Our first image model (experiment) predicts a car's price (again, we will explore the dataset and all settings for this model in a moment).

If you were to run the experiment, you would take the following steps:

On the Datasets page, import the Kaggle-MyAutoData-dataset:


On the Datasets page:

Split the dataset into two sets:


Now, you should see the following two new datasets in the Datasets Page:

On the Datasets page:

Now let's drop few columns:


Click the DROPPED COLUMNS option:

  1. Click the CHECK ALL option:
    • Deselect the following columns:
      • image_id
      • Color
      • InteriorColor
      • Leatherinterior
  2. Click Done



Before we further explore the dataset and settings used in the first image model, let's discuss transfer learning concepts from pre-trained models. Those concepts that will help us understand Embeddings Transformer (Image Vectorizer).
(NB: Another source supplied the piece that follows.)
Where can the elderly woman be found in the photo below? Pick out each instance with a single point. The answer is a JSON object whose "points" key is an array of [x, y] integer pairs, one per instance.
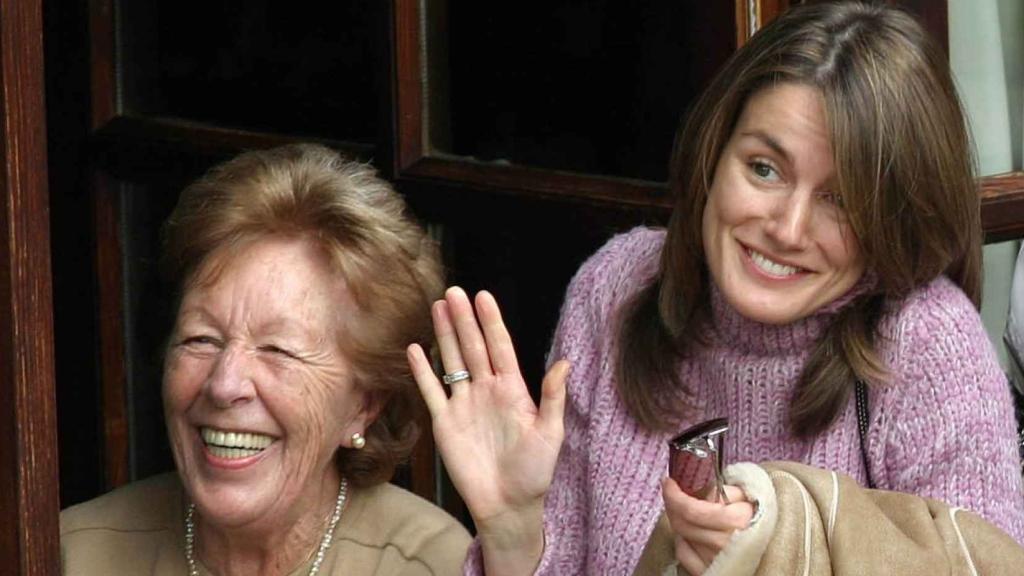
{"points": [[286, 391]]}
In image classification, the goal is to classify an image based on a set of possible categories. In general, classifying images is a bit hard, but such a difficulty can find ease in transfer learning.

Transfer learning allows anyone to build accurate models that make building image models less difficult. Transfer Learning allows you to avoid relearning certain patterns again because you can use patterns others learned when solving another problem. Transfer Learning prevents many from starting from scratch.

For the most part, pre-trained models used in transfer learning are based on large Convolutional Neural Networks (CNNs). Why? Because CNN's have express high performance and easiness in training. In neural networks, CNNs have become essential to the process of face recognition and object detection. In layman's terms, a CNN can take an input image, process it, and classify it under certain categories (Eg., Snake, Cat, Dog, Monkey).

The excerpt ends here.